Monitoring Master-Slave Replication in MySQL 8

by Jul 3, 2018

MySQL 8 introduced a number of enhancements to improve both replication performance and the monitoring thereof. Improvements included more efficient replication of small updates on big JSON documents, the addition of Performance Schema tables for slave performance metrics, tracing and debug logging improvements, among others. With regards to monitoring, Group Replication has been improved by introducing new replication timestamps, additional columns to the performance schema, as well as by making the relationship between replication threads more efficient. We covered the various improvements to replication performance in the Replication Performance Enhancements in MySQL 8 blog. Today's blog will provide some practical guidelines on monitoring your MySQL 8 master-slave and group (cluster) replication.

Two Types of MySQL Replication

As mentioned in previous blogs, MySQL supports two types of replication: statement-based and row-based:

  1. In statement-based logging, the master writes SQL statements to the binary log. Replication of the master to the slave works by executing the logged SQL statements on the slave. Abbreviated to SBR, statement-based replication corresponds to the MySQL statement-based binary logging format.
  2. In row-based logging, the master writes events to the binary log that indicate how individual table rows are changed. Replication of the master to the slave works by copying the events representing the changes to the table rows to the slave. This is called row-based replication, which can be abbreviated as RBR.
  3. You can also configure MySQL to use a mix of both statement-based and row-based logging, depending on which is most appropriate for the change to be logged. This is called mixed-format logging. When using mixed-format logging, a statement-based log is used by default. Depending on certain statements, and also the storage engine being used, the log is automatically switched to row-based in particular cases. Replication using the mixed format is referred to as mixed-based replication or mixed-format replication.

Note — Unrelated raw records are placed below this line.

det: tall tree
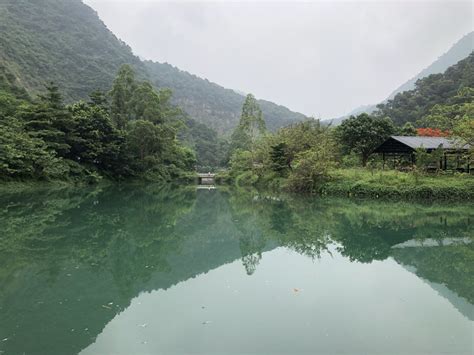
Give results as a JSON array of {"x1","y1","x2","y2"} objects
[
  {"x1": 20, "y1": 83, "x2": 75, "y2": 157},
  {"x1": 337, "y1": 113, "x2": 396, "y2": 166},
  {"x1": 229, "y1": 94, "x2": 266, "y2": 163}
]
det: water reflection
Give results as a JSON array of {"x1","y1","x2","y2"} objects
[{"x1": 0, "y1": 185, "x2": 474, "y2": 354}]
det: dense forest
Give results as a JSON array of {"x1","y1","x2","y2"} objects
[
  {"x1": 0, "y1": 65, "x2": 196, "y2": 183},
  {"x1": 227, "y1": 53, "x2": 474, "y2": 196},
  {"x1": 376, "y1": 52, "x2": 474, "y2": 124},
  {"x1": 330, "y1": 31, "x2": 474, "y2": 124},
  {"x1": 0, "y1": 0, "x2": 305, "y2": 134}
]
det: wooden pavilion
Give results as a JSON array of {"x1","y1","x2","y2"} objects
[{"x1": 374, "y1": 136, "x2": 470, "y2": 173}]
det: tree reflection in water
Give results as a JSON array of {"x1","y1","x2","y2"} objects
[{"x1": 0, "y1": 185, "x2": 474, "y2": 354}]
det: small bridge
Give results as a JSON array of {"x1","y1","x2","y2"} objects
[{"x1": 197, "y1": 173, "x2": 216, "y2": 185}]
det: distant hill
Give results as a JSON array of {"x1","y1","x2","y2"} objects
[
  {"x1": 376, "y1": 51, "x2": 474, "y2": 125},
  {"x1": 385, "y1": 31, "x2": 474, "y2": 101},
  {"x1": 0, "y1": 0, "x2": 305, "y2": 133},
  {"x1": 144, "y1": 61, "x2": 306, "y2": 133},
  {"x1": 327, "y1": 31, "x2": 474, "y2": 125}
]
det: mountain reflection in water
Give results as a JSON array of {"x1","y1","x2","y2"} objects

How you go about tracking replication progress will largely depend on the logging and replication types employed.

General Replication Monitoring

In the Replication Performance Enhancements in MySQL 8 blog, we learned that new replication timestamps were added to the information provided by the SHOW SLAVE STATUS. It provides status information on essential parameters of the slave threads and is useful in ensuring that replication is occurring and that there were no errors between the slave and the master.

It provides a few key pieces of information, such as:

  • Slave_IO_Running tells us if the Slave is able to connect to the Master.
  • Slave_SQL_Running indicates if data received from the Master is being processed.
  • Seconds_Behind_Master shows difference between last timestamp read in the binlogs and current time. This is important to understand. It does not report directly the delay between when information is updated/inserted on the master and recorded on the slave. A slow network can cause an artificially inflated number, as well as long running queries or blocking/locking operations. If it lags behind the Master by any appreciable level, it's usually a clear sign that replication is not working properly.
  • Last_IO_Errno, Last_IO_Error, Last_SQL_Errno, Last_SQL_Error, are all pretty much what they say, the last error number and error from the IO or SQL threads

Here is some typical SHOW SLAVE STATUS output with the above fields highlighted. The "G" statement terminator is utilized instead of a semi-*** in order to produce a more readable vertical layout:

mysql> SHOW SLAVE STATUSG

*************************** 1. row ***************************

Slave_IO_State: Waiting for master to send event

Master_Host: stg04-cf.copperfroghosting.net

Master_User: root

Master_Port: 3306

Connect_Retry: 60

Master_Log_File: mysql-bin.000006

Read_Master_Log_Pos: 106

Relay_Log_File: stg06-cf-relay-bin.000002

Relay_Log_Pos: 251

Relay_Master_Log_File: mysql-bin.000006

Slave_IO_Running: Yes

Slave_SQL_Running: Yes

Replicate_Do_DB:

Replicate_Ignore_DB:

Replicate_Do_Table:

Replicate_Ignore_Table:

Replicate_Wild_Do_Table:

Replicate_Wild_Ignore_Table:

Last_Errno: 0

Last_Error:

Skip_Counter: 0

Exec_Master_Log_Pos: 106

Relay_Log_Space: 409

Until_Condition: None

Until_Log_File:

Until_Log_Pos: 0

Master_SSL_Allowed: No

Master_SSL_CA_File:

Master_SSL_CA_Path:

Master_SSL_Cert:

Master_SSL_Cipher:

Master_SSL_Key:

Seconds_Behind_Master: 0

Master_SSL_Verify_Server_Cert: No

Last_IO_Errno: 0

Last_IO_Error:

Last_SQL_Errno: 0

Last_SQL_Error:

1 row in set (0.00 sec)

Using Performance Schema Replication Tables

Being such an integral process, DBAs frequently want to know how replication is proceeding. Traditionally, the health of MySQL replication was monitored using the SHOW SLAVE STATUS command. Eventually, this static command was no longer able to live up to people's expectations. This is because SHOW SLAVE STATUS does not scale well in the sense that there are multiple parts of the slave server:

  • the receiver
  • the applier
  • intermediate queues, etc

Once transactions are received by a replication channel's receiver (I/O) thread, they are added to the channel's relay log file and passed through to an applier thread.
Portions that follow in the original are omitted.